671
Views
0
CrossRef citations to date
0
Altmetric
Mitogenome Announcement

The complete chloroplast genome sequence of Styrax serrulatus Roxburgh (Styracaceae)

, , , &
Pages 3156-3158 | Received 24 Jun 2021, Accepted 26 Sep 2021, Published online: 07 Oct 2021

Abstract

Styrax serrulatus Roxburgh (William Roxburgh 1832), which plays an important role in ecology and economy, is a deciduous species of Styracaceae.
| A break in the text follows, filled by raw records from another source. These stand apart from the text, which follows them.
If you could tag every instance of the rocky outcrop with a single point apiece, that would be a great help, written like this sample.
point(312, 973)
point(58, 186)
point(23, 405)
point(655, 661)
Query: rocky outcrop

In this paper, we sequenced, assembled, and annotated the chloroplast (cp) genome of S. serrulatus by using the sequencing data from Illumina Novaseq platform (Illumina, San Diego, CA). The complete cp genome of S. serrulatus is 157,929 base pairs (bp) in length, containing a pair of inverted repeat regions (IRs) of 26,048 bp each, a large single-copy (LSC) region of 87,552 bp, and a small single-copy (SSC) region of 18,281 bp. It contains 133 genes, including 8 rRNA genes, 37 tRNA genes, 87 protein-coding genes, and 1 pseudo gene. The GC content of S. serrulatus cp genome is 36.96%. The phylogenetic analysis suggests that S. serrulatus is a sister species to Styrax agrestis in Styracaceae.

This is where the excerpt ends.